Я ездила в Ленинград при каждой возможности. В начале 1968 года я впервые переступила порог квартиры Лидии Яковлевны на Канале Грибоедова. У нее были две смежные комнаты в большой коммунальной квартире. В первой был кабинет, во второй стоял небольшой круглый стол; за ним она принимала гостей. Кроме самой хозяйки, которая не переставала поражать меня никогда, я была удивлена тем, что в ее доме царили исключительный порядок и чистота. За каждой книгой и каждой вещью было закреплено определенное, только ей принадлежащее место.
О Л.Я. нельзя сказать, что она не любила быта – она была вне быта. Но все-таки – и в этом тоже сказывалось ее тяготение к “структуре” – умела организовать свой домашний быт так, чтобы ей было уютно жить. У нее всегда были помощницы, но они оставались за сценой.
Мы сидели за письменным столом и вели какой-то долгий разговор. Воссоздать его в памяти я, к сожалению, не могу, но обрывки его застряли в голове на всю жизнь. Не помню, в связи с чем, Л.Я спросила: “Вы воспринимаете Пушкина как современника?” Я кивнула. “Это неверно, - сказала Л.Я. – у вас нет исторического подхода к литературе.
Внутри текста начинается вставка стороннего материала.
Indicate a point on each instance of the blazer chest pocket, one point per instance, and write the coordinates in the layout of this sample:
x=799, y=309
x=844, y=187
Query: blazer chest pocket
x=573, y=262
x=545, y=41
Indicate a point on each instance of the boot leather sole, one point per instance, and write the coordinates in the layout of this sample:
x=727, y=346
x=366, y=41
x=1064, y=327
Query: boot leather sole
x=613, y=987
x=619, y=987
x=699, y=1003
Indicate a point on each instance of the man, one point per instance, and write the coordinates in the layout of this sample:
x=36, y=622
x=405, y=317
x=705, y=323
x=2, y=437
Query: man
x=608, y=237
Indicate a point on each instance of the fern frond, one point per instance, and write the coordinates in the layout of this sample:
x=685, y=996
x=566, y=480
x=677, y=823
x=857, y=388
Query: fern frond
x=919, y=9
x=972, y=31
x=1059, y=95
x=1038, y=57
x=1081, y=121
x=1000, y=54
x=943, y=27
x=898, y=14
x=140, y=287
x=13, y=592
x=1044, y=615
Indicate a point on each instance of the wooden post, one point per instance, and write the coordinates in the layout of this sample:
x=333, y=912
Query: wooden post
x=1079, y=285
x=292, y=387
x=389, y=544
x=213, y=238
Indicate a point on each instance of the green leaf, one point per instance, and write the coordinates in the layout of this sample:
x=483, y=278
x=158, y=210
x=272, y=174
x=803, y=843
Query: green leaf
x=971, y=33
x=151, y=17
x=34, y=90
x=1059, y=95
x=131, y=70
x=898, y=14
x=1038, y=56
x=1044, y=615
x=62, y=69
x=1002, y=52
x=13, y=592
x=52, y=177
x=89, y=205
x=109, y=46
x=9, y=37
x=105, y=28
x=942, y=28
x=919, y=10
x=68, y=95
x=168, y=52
Подумайте об этом”. Каким-то образом мы дошли до Ленина. Л.Я. считала его умным и выдающимся человеком. Я начала горячо спорить с ней. Такое отношение к Ленину, как я поняла позднее, было характерно для ее поколения. То же самое говорили Тата и ее подруги. Я даже помню постоянно повторявшуюся фразу: “Если бы Ленин не умер так рано, Сталин не пришел бы к власти”. Поневоле я много читала Ленина (в университете приходилось делать конспекты и рефераты), и мне всегда казалось, что достаточно внимательно ознакомиться даже с одной его работой “Материализм и эмпириокритицизм”, чтобы понять всю гнусность, нетерпимость, ханжество и бесчеловечность этого “кормчего”. Кроме того, в ту пору уже распространялся Самиздат, и мы знали декреты Ленина, например, об изъятии церковных ценностей и уничтожении священнослужителей, которые свидетельствовали о его патологической жестокости и параноидальном складе личности. Но тогда мы не спорили со “старшими” по этому поводу, не желая лишать их иллюзий; во всем же остальном были их единомышленниками.
После долгого разговора Л.Я. пригласила меня во вторую комнату, усадила за круглый стол и подала угощение. Чем она угощала меня, не помню, но на столе сразу появилась четвертинка. Кстати, другая, порожняя, стояла у ножки стола, что меня позабавило. (Обычно Л.Я. ставила на стол крутые яйца под майонезом, селедку или шпроты. Картошка подавалась в тех случаях, если сами гости выражали желание почистить ее. “Изысков” не было никогда. Л.Я. была неприхотлива.) Мы выпили, и разговор стал непринужденнее. Что бы ни говорили о водке, она сближает. Я много раз бывала на Канале Грибоедова, а потом на Муринском, куда Л.Я. переехала в январе1970 года, и каждая встреча с ней была духовным праздником.
Раза два в год Л.Я. приезжала в Москву и останавливалась у Мелетинских, куда приглашала и меня. Но почему-то самые главные разговоры с ней происходили только в ее доме. Она знала это и как-то, сообщив мне о том, что собирается в Москву, заметила: “В Москве от меня мало толку”.
Много размышляя о Л.Я., я поняла, что она не страдает от одиночества. Я связывала это не только с тем, что она всегда занята, всегда за столом, всегда что-то пишет или обдумывает. Это была не только самодостаточность и особая стойкость характера, сильного и в целом гармоничного. Одиночество не было свойственно ей имманентно. Думала я и о том, что разговоры с Л.Я. неизменно носят структурный характер. Сколько бы человек ни сидело у нее за столом, сколько бы ни было выпито водки, Л.Я. исподволь вела или направляла беседу, которая никогда не выходила из определенного русла, никогда не становилась пустой и беспредметной. В ее доме разговор “ни о чем” был невозможен. Поэтому, покидая ее, каждый из нас чувствовал, что встреча состоялась, а вместе с тем ощущал недосказанность: всегда казалось, что если бы не разводили мосты, и мы посидели немного еще, то дошли бы до какого-то последнего предела. На самом деле, этот предел не нужен, и в недосказанности есть великий шарм, - это своего рода иллюзия, побуждающая стремиться к новым встречам, к поискам заведомо недостижимой истины.